Bedri Rahmi Eyüboğlu’nun hayatınızdaki yeri ve önemi nedir?


     

Evet, yani insan hocasının etkisinde kalmıyor değil. Çünkü bugün bile hala akademide, biz akademi diyoruz Mimar Sinan Üniversitesi’nin eski adı- benim öğrenci olduğum zamanlardaki adı, orada geçerli olan yöntem hâlâ vardır. Öğrenci hocasını seçer. Diğer üniversitelerde ne kadar uygulanıyor, var mı yok mu bilemem ama. Birçok gördüğüm kadarıyla işte; şu sınıfa geçince şu hoca, buraya geçince hocayı size veriyorlar siz o hocayla çalışıyorsunuz. Ama sanat için bu çok uygun değil. Eğer inandığınız, sevdiğiniz bir usta olursa onunla beraber çalışmak çok daha olumlu.
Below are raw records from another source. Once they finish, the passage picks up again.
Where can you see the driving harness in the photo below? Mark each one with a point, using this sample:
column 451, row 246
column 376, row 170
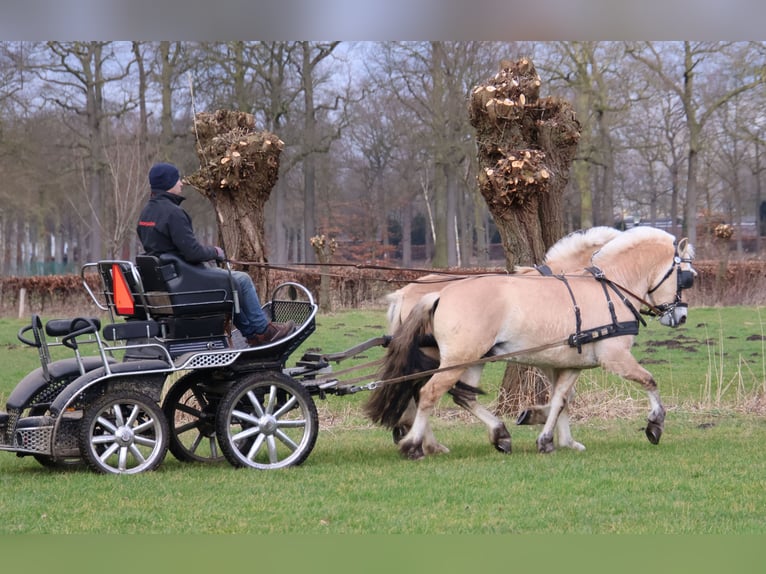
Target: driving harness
column 615, row 329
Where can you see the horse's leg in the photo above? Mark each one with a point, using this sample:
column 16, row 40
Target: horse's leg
column 499, row 436
column 420, row 440
column 404, row 424
column 563, row 432
column 562, row 388
column 538, row 414
column 626, row 366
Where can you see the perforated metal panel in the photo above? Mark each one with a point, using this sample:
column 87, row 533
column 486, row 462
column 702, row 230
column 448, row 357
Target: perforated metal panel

O yüzden belki bir Fransız sistemi bu akademinin kuruluş yıllarından itibaren daima önemli taşıdı; Resim Bölümü Başkanları mesela birçoğu Fransızdı. Leopold Levy biliyorum, görmedim ama benden önce hep anlatılırdı; bizim hocalarımızın hocası durumundaydı. Oradaki akademik  sistem burada uygulanırdı mesela ; “messieur  derdi messieur, asistan gibi sınıftaki en kıdemli öğrenci gibi, hoca olmadığı zaman atölyeyi düzenleyen gibi. Hep Fransız sistemi içinde öğrenci hocasını seçerdi; gider, ben Bedri Rahmi Atölyesi’nde çalışmak istiyorum, ben Cemal Tollu Atölyesi’nde, ben Zeki Faik’te ,ben Neşet Günal’da ,Ali Çelebi’de bunun gibi. Benim zamanımın hocaları onlardı. Baktınız, olmadı  oradaki arkadaşlarınızla uyum kurmadınız; oradaki hocayla iletişiminiz istediğiniz gibi olmadı. Çoğunlukla da başarısız kalan öğrenciler,’ burada başaramadım gideyim başka atölyede kendimi bulayım’ diye her sömestr başında da atölyenizi değiştirmek şansınız vardı. O yüzden hocayı seçtiğiniz için zaten onu tanıyorsunuz.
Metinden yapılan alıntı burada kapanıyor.